Wound and skin infections represent the invasion of tissues by one or more species of microorganism. This infection triggers the body's immune system, causes inflammation and tissue damage, and slows the healing process. Many infections remain confined to a small area, such as an infected scratch or hair follicle, and usually resolve on their own. Others may persist and, if untreated, increase in severity and spread further and/or deeper into the body. Some infections spread to other organs and/or into the blood and cause a systemic infection (septicemia).
Skin is the body's largest organ and its first line of defense. Even when it is clean, the surface of the skin is not sterile. It is populated with a mixture of microorganisms called normal flora. This normal flora forms a dynamic barrier that helps to keep other more harmful microorganisms (pathogens) at bay. People may also have pathogens on their skin. At any one time, a certain percentage of the general population will be carriers of a pathogen that displaces some of their normal flora and colonizes locations like the mucous membranes of the nose. Most of the time, normal flora and colonizing pathogens do not cause illness and do not stimulate the immune system. If there is a break in the skin or if the immune system becomes compromised, then any of the microorganisms present can cause a wound or skin infection.

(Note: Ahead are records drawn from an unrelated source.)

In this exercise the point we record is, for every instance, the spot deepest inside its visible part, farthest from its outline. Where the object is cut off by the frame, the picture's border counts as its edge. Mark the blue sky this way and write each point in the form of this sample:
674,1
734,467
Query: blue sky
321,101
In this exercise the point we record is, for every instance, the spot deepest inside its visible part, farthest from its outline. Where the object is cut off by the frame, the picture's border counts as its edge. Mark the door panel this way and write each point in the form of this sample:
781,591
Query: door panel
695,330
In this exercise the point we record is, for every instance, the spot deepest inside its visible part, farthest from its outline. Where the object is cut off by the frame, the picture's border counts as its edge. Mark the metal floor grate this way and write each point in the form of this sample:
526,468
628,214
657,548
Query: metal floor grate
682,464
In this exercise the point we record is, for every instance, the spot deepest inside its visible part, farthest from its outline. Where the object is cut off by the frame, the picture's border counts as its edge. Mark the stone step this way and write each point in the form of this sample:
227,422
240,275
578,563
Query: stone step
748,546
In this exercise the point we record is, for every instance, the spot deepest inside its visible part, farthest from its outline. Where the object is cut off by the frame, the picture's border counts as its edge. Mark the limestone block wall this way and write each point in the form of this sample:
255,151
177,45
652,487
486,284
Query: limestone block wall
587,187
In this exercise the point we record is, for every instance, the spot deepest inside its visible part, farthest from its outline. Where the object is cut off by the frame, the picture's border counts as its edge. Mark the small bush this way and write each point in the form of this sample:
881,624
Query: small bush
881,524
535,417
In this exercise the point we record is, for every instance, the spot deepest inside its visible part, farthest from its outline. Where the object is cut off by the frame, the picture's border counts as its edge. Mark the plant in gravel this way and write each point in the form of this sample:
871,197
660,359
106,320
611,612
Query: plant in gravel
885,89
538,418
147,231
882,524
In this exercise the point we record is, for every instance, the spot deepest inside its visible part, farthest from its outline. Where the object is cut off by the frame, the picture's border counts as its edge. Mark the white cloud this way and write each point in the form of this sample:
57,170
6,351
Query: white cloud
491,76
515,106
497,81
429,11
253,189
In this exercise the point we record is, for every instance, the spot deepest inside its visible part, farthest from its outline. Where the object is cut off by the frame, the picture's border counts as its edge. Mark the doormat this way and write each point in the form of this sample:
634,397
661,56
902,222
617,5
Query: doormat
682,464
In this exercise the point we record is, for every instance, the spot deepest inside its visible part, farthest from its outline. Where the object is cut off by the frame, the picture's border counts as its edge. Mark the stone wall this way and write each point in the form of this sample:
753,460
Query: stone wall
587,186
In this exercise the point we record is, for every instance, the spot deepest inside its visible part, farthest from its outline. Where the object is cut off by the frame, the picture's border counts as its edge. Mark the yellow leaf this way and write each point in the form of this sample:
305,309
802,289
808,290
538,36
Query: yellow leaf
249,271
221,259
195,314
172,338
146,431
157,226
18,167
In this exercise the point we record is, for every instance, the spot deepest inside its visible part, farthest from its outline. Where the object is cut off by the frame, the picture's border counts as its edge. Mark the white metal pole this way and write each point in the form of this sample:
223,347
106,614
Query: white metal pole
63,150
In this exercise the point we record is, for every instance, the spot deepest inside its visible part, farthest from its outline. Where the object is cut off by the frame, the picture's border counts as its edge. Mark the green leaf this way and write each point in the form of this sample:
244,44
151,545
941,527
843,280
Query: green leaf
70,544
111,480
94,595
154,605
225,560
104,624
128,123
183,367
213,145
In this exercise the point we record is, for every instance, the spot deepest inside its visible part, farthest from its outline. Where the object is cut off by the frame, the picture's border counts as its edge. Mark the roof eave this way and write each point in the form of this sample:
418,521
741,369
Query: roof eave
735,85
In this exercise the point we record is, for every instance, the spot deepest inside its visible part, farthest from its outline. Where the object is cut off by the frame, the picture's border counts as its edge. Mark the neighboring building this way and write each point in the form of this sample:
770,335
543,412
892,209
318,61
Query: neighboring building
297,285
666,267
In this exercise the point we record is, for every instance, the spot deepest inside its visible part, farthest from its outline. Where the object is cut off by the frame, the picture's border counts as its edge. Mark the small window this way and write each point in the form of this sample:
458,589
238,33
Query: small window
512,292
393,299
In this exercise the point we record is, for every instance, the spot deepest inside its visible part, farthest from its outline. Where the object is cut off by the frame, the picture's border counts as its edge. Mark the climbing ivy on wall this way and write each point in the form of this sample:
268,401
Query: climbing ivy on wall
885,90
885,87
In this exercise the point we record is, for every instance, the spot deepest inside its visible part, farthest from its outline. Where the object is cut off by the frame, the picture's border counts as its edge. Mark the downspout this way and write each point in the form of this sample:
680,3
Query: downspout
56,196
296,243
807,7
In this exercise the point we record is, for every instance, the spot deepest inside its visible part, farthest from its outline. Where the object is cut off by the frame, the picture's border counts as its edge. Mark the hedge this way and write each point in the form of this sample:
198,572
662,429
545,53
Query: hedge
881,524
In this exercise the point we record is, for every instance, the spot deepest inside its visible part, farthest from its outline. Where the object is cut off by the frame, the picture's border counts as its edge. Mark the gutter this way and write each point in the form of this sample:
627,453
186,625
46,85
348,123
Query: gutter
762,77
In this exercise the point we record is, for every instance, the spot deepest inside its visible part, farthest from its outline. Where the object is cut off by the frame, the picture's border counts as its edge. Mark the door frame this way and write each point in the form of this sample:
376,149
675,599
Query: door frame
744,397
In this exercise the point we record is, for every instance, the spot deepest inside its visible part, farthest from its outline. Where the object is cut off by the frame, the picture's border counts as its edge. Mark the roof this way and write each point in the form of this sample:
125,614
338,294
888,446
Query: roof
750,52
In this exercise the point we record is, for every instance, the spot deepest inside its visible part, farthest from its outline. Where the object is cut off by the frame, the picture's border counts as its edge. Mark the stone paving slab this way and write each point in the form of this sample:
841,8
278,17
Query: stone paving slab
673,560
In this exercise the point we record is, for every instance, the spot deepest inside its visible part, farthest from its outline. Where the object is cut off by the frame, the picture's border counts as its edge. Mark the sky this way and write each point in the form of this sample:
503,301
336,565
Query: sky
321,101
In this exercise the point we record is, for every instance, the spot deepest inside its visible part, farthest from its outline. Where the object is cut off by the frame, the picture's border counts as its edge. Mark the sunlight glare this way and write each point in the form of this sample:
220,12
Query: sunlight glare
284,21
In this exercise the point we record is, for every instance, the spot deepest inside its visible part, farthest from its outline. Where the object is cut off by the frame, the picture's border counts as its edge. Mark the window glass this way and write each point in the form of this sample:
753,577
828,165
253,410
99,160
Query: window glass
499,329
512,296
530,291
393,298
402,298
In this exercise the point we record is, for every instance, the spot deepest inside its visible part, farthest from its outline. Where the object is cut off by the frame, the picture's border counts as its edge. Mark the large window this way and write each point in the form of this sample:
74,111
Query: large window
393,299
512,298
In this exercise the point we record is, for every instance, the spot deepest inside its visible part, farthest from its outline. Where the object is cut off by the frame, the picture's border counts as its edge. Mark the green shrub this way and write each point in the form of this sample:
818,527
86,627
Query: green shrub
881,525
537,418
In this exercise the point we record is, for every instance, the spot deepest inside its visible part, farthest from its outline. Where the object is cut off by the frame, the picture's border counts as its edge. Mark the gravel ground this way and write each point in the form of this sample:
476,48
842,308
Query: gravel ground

Wounds are breaks in the integrity of the skin and tissues. They may be superficial cuts, scrapes or scratches but also include punctures, burns, or may be the result of surgical or dental procedures. The microorganisms likely to infect them depend on the wound's extent and depth, the environment in which the wound occurs, and the microorganisms present on the person's skin. The skin has three layers: the outer epidermis, the dermis – where many hair follicles and sweat glands are located – and the fatty subcutaneous layer. Below these layers are membranes that protect connective tissues, muscle, and bone. Wounds can penetrate any of these layers, and skin infections can spread into them. Wound healing is a complex process that involves many related systems, chemicals, and cells working together to clean the wound, seal its edges, and to produce new tissues and blood vessels.
Skin and wound infections interfere with the healing process and can create additional tissue damage. They can affect anyone, but those with slowed wound healing due to underlying conditions are at greater risk. Examples of conditions that increase the risk of wound infections include:
- Poor circulation
- Weakened/suppressed immune system (e.g., HIV/AIDS, organ transplant recipient)
- Low mobility or immobility (e.g., confined to bed, paralysis)
When infections penetrate deep into the body into tissues such as bone, or when they occur in tissue that has inadequate circulation, they can become difficult to treat and may become chronic infections.